9 Point Grandma plan
Having reviewed the scope of environmental toxins we are exposed to, established a scientific basis for central sensitization, and traced the physical systems that oxidative stress can damage, Molot moves onto his treatment plan. He structures his advice on his grandmothers “successful nine-point program for good health and longevity — or in other words, for oxidative stress management.” I don’t like the idea of disguising a medical treatment with sentimentality, but then again, the most agreed upon MCS treatments have always been common sense based.

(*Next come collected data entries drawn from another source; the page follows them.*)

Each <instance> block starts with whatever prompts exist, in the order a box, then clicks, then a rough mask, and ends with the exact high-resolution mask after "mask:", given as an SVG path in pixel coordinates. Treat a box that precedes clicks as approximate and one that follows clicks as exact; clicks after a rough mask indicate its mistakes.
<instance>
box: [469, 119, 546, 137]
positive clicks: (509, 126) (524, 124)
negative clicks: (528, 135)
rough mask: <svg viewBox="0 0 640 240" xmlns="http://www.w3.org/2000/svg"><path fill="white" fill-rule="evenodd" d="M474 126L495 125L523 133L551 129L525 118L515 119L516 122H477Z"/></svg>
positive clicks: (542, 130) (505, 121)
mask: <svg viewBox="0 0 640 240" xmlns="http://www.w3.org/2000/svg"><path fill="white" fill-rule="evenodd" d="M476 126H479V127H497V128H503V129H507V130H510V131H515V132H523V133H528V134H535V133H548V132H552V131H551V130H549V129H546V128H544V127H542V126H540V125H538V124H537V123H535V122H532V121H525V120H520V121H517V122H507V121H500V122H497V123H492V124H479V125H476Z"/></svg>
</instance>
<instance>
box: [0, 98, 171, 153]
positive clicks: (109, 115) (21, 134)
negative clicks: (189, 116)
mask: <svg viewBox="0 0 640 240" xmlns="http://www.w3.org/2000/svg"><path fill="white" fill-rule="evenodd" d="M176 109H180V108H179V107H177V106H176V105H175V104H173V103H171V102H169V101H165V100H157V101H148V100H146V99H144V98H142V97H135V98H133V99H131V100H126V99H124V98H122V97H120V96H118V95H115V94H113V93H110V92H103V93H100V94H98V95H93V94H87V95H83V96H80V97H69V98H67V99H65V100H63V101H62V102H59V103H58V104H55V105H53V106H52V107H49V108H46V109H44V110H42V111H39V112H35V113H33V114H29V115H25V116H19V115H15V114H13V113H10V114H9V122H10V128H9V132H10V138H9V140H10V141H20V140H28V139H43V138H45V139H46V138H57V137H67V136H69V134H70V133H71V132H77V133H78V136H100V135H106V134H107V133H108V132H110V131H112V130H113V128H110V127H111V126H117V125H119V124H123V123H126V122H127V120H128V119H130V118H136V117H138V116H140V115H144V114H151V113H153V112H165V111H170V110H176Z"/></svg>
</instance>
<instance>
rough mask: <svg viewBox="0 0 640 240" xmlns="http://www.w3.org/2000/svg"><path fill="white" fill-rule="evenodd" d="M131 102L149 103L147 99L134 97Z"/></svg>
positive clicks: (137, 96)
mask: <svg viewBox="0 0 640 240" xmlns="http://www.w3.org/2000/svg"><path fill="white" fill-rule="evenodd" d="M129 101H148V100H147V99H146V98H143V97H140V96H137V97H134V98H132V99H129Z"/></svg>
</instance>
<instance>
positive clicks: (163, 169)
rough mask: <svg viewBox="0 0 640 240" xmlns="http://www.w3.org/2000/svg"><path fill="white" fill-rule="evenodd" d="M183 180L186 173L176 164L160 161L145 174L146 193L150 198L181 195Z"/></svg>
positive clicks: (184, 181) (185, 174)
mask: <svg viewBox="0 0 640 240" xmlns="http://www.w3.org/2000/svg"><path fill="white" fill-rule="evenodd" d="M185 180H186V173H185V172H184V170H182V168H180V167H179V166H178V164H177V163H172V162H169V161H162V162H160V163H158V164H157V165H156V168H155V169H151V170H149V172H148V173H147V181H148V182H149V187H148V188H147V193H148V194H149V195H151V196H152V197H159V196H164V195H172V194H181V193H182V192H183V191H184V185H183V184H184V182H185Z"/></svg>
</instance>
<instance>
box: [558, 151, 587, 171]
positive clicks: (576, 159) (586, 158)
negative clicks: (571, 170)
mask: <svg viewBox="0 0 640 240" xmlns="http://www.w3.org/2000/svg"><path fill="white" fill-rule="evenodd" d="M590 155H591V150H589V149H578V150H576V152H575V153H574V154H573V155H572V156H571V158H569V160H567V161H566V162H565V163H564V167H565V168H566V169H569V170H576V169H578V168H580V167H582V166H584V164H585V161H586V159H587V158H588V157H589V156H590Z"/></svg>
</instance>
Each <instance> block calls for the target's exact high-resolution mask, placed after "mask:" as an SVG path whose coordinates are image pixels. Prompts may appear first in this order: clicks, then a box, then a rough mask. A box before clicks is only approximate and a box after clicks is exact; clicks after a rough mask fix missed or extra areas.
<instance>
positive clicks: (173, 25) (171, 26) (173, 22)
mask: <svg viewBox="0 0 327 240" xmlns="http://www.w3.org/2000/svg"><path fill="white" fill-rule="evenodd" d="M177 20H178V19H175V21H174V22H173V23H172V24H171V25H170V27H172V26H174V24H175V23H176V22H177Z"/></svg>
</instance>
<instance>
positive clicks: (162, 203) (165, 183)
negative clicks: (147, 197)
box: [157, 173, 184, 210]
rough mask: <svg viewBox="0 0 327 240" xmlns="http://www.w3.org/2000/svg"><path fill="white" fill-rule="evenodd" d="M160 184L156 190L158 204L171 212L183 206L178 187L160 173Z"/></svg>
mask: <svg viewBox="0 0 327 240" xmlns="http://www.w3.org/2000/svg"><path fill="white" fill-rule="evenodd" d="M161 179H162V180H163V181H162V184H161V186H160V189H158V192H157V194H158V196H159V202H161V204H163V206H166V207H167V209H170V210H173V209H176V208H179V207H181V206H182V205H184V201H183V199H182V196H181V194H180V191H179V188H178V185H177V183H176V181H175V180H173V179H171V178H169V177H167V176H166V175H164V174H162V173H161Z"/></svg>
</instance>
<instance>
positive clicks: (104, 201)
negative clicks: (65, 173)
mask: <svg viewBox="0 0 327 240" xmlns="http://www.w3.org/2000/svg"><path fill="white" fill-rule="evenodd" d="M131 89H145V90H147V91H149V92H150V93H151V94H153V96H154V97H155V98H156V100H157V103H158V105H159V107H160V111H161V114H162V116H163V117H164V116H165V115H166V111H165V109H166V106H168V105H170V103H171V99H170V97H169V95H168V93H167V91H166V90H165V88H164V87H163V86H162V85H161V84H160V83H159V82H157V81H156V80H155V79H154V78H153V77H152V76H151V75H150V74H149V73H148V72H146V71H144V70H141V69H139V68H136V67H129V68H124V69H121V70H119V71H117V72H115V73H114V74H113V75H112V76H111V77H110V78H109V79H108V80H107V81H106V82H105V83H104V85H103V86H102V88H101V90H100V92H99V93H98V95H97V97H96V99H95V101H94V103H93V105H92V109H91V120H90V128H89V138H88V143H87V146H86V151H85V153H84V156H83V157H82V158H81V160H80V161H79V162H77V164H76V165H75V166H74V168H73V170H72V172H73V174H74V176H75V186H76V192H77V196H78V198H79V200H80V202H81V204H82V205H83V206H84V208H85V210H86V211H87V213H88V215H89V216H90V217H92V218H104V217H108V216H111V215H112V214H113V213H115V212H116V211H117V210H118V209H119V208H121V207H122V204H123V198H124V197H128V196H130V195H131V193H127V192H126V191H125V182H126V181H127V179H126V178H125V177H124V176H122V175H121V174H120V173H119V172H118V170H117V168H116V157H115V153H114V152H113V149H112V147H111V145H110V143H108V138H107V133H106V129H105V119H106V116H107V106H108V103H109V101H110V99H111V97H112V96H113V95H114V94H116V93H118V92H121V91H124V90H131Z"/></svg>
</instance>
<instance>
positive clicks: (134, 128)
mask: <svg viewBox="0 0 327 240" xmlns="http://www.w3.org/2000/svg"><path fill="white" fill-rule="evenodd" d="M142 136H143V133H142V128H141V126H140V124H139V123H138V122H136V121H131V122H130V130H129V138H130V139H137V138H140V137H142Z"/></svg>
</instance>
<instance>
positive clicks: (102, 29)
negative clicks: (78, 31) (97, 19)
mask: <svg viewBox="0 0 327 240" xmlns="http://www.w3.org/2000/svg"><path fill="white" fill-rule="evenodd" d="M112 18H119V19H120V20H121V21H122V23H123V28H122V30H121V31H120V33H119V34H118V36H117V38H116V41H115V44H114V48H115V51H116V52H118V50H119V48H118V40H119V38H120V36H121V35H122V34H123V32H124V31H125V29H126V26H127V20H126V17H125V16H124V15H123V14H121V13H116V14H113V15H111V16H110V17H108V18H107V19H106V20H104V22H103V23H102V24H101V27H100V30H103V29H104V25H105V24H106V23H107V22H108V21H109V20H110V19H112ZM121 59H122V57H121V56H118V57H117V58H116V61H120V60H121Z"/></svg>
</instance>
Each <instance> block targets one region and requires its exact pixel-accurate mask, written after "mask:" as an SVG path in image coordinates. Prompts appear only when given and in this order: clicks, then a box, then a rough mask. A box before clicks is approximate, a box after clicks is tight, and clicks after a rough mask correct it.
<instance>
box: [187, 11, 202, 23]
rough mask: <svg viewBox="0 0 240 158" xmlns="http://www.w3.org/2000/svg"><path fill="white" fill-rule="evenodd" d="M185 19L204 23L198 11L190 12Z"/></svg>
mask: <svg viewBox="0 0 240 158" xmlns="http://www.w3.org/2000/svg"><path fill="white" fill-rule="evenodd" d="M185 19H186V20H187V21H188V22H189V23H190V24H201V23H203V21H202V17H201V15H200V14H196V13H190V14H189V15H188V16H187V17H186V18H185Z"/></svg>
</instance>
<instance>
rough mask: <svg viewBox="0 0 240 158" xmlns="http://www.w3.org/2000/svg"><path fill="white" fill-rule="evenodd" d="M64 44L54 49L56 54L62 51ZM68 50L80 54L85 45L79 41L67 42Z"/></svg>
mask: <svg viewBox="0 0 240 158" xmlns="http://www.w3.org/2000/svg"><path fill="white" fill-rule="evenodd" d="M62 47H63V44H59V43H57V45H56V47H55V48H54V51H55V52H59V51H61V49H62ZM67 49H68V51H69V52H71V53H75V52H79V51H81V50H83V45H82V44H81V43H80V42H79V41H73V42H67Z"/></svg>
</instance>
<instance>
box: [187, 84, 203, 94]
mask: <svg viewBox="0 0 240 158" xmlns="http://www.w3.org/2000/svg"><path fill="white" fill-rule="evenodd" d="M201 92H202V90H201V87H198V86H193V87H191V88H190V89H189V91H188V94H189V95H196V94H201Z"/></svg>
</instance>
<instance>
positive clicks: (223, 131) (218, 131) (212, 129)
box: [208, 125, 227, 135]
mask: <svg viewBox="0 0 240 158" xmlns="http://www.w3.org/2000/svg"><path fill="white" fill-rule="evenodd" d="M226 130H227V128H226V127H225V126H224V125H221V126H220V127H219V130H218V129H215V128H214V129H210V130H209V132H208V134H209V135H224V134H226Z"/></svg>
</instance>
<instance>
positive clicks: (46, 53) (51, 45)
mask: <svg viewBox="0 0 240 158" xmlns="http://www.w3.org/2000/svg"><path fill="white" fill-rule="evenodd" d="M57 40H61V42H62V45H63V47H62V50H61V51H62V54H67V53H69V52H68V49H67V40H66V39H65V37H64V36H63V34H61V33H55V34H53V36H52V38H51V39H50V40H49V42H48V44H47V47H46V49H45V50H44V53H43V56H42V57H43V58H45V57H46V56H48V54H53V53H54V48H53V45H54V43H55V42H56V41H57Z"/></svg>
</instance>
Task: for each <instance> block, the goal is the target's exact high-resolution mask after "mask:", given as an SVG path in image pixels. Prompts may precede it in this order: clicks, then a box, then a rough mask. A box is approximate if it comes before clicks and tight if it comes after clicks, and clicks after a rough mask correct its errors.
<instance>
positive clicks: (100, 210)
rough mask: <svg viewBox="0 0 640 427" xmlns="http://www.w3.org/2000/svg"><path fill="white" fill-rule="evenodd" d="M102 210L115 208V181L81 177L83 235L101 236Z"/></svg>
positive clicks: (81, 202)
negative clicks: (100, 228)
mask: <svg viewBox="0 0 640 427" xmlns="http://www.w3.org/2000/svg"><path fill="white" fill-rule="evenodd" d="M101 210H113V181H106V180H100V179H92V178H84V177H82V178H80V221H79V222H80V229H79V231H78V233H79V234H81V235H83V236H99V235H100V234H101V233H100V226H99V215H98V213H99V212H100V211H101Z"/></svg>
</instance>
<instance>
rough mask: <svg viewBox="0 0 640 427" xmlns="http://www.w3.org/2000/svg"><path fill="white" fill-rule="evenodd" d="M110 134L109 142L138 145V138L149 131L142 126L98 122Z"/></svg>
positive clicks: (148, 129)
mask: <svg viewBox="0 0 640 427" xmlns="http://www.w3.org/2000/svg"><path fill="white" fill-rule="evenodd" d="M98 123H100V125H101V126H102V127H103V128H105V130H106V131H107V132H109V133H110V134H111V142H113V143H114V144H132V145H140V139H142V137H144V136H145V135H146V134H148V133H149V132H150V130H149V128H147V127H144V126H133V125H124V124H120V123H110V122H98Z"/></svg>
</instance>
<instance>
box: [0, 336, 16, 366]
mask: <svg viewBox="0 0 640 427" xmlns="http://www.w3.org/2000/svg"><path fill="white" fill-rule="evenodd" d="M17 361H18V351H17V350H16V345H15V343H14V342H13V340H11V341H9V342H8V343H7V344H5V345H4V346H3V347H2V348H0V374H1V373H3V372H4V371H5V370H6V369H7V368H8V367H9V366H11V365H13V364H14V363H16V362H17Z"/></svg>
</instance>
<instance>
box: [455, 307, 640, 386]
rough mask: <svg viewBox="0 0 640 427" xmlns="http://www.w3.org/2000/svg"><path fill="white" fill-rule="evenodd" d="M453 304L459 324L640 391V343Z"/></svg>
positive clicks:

His plan of action includes plenty of exercise, which he breaks down with statistics on our sedentary culture and benchmarks for measuring exercise but summarizes with advice to not over think it and instead just do it. Molot and his grandmother both recommend fresh air by being aware of your community’s air quality and then working with or around that to find some good fresh air every day. MCS patients also need a clean room with adequate ventilation and minimized toxic sources. His fourth point is to ensure access to sunshine giving us enough vitamin D and stabilizing circadian rhythms. Following that, he recommends that patients get plenty of sleep. In keeping with his style, he provides plenty of statistics on how and why but ends with a simple reminder to get the right sleep at the right time. The sixth item on his grandmother’s list is cod-liver oil, or just fish oil and good fats. He also believes that not making excuses and feeling loved are essential components of healing.
Molot and his grandmother both insist we all need lots of vegetables since they are the most important source of dietary antioxidants. He spends more time discussing this point than any of the other nine, reviewing the pros and cons of mediterranean, paleo, and vegan diets while acknowledging the difficulties on making any change, “Food is where we have the most environmental control but the least self-control.” His conclusion is that we should pick which ever diet works for us, using a combination of alarming statistics and straightforward grandmother practicality to make it seem necessary and manageable. As to the question of supplements he writes, “If you are thinking of taking supplements, remember that more than a thousand antioxidants have been identified. You must emphasize antioxidant sources in your diet. Which additional antioxidants you should take is presently based on logical probabilities.”
Molot successfully covers the whys and hows of environmentally triggered chronic illnesses, with a focus on the establishment of sensitization as a proven biological mechanism and oxidative stress as the unifying link between these illnesses. There is enough exposure discussion for the new patient, enough science to appeal to the technically minded patient, and enough practical treatment options for the struggling patient. Regardless of which kind of patient you are, everyone needs to hear and believe that, “Successful chronic disease prevention and management is predicated on individualized person-centered care and empowerment.”